Je suis né le 23 mars 1914 à Flers (Orne). Ma mère étant institutrice, j’étais bien placé pour apprendre l’orthographe et le calcul. Après mon certificat d’études primaires, j’ai continué deux ans en études primaires supérieures. J’ai ensuite été employé dans un garage à partir de 14 ans jusqu’à l’âge de 19 ans. Je me suis alors engagé pour trois ans dans l’armée, au 51e bataillon de chars lourds à Bourges, où je suis devenu pilote spécialiste de chars lourds et de chars légers. Comme ils demandaient des volontaires dans la Garde républicaine mobile, j’ai posé ma candidature et, après un petit concours, j’ai été accepté.

En 1936, je suis parti dans la Garde républicaine mobile à cheval, au Havre, pendant 18 mois, et ensuite à Saint-Brieuc. Là, on cherchait à nouveau des volontaires parmi les gardes mobiles pour aller en brigade de gendarmerie. Après avoir obtenu le concours, j’ai été admis en 1937 à la brigade de gendarmerie de Brezolles, dans l’Eure-et-Loir, où je suis resté quelques années avant d’être nommé à la Ferté-Vidame.

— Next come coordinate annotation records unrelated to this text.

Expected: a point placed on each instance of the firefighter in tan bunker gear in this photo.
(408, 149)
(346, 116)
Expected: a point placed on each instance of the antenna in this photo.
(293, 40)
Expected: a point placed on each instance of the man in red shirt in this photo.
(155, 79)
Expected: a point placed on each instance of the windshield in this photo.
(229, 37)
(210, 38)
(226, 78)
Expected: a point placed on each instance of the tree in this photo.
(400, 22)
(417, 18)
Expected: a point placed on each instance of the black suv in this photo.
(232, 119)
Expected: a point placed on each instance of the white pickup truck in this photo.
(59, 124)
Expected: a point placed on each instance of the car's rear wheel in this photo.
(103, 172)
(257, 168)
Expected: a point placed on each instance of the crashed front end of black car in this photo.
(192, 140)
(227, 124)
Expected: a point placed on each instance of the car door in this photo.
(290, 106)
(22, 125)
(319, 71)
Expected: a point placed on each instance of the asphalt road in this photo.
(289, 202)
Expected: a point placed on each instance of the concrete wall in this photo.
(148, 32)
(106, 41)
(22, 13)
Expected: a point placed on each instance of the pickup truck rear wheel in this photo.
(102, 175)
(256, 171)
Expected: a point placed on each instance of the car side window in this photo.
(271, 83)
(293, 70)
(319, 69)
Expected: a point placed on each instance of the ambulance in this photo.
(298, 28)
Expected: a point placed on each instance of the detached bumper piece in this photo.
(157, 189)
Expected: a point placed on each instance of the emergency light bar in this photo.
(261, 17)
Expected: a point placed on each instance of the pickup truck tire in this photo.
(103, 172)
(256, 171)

En brigade, je faisais le boulot comme tous les autres gendarmes. Cependant, comme j’étais le seul à avoir tous les permis de conduire, j’étais un peu spécialisé dans la police de la route. C’était toujours moi qui prenais la route avec le chef ou les uns, les autres. Je m’occupais des excès de vitesse, des constats d’accidents sur les 52 kilomètres entre Verneuil-sur-Avre et Dreux. J’étais à moto ou en side-car avec le chef et on dressait des procès-verbaux.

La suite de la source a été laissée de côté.